Mi?rcoles, 24 de diciembre de 2014

Dice que ya ha descubierto el gran secreto de la navidad, que el Olentzero y los Reyes no existen y son los  padres quienes hacen los regalos, la voz en un susurro y su mirada con un resquicio de duda. Me encojo de hombros, esperamos el autobús, las luces navideñas aun sin encender entre las ramas de los árboles. Le hablo de sus primeras navidades, cuando era un bebé de cuatro meses y lloraba por los ruidos extraños o cuando tenía algo más de un año y se asombraba por las luces de los escaparates y levantaba el dedo índice para que le leyese los nombres de las tiendas y las felicitaciones callejeras. O hace un par de años, cuando quiso saber si realmente existía la magia. Me mira asombrado, como si le hablase de otra persona. Le digo que me gustaba montar el belén cuando era niño, poner patos en un río de plata y recoger musgo para recrear los campos y prados, que prefería los detalles en la esquina del belén a la gran escena central. Le pregunto si pondrá árbol, me responde que claro, para los regalos, y le sugiero que use sus playmobil para decorarlo y que haga un belén con sus juguetes, castillos, dragones, hidroaviones, obreros de la construcción. Se ríe ante mi idea y me dice que pondrá el playmobil obrero en la copa del árbol. Me confiesa que está nervioso por sus regalos, videojuegos, botas de fútbol, camisetas de baloncesto, y cree que deberían pasar los Reyes al verano.
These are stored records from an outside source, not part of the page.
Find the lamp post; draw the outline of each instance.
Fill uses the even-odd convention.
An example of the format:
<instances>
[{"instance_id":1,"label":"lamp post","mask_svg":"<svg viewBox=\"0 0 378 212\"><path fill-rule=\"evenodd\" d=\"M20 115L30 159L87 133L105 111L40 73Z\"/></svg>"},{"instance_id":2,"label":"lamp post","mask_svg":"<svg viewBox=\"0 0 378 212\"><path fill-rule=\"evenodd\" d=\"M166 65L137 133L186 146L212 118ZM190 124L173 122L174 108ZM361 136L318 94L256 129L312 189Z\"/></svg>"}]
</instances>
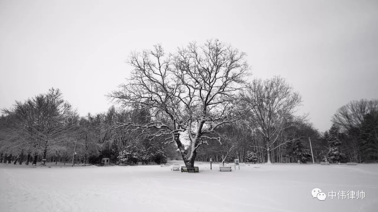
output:
<instances>
[{"instance_id":1,"label":"lamp post","mask_svg":"<svg viewBox=\"0 0 378 212\"><path fill-rule=\"evenodd\" d=\"M310 141L310 147L311 148L311 155L312 156L312 163L315 165L315 161L314 161L314 154L312 153L312 146L311 146L311 140L308 138L308 140Z\"/></svg>"}]
</instances>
Me pregunta si me gusta la navidad, le respondo que no me siento cómodo con la rapidez de diciembre, que paso las tardes de nochebuena en el cine o doy un largo paseo junto a la ría o leo en la estación de tren (me mira sorprendido), que pasar solo esta tarde es mi forma de intentar frenar la velocidad y la obligatoriedad de las fiestas, pero que él consiguió que volviese a ver las luces entre los árboles.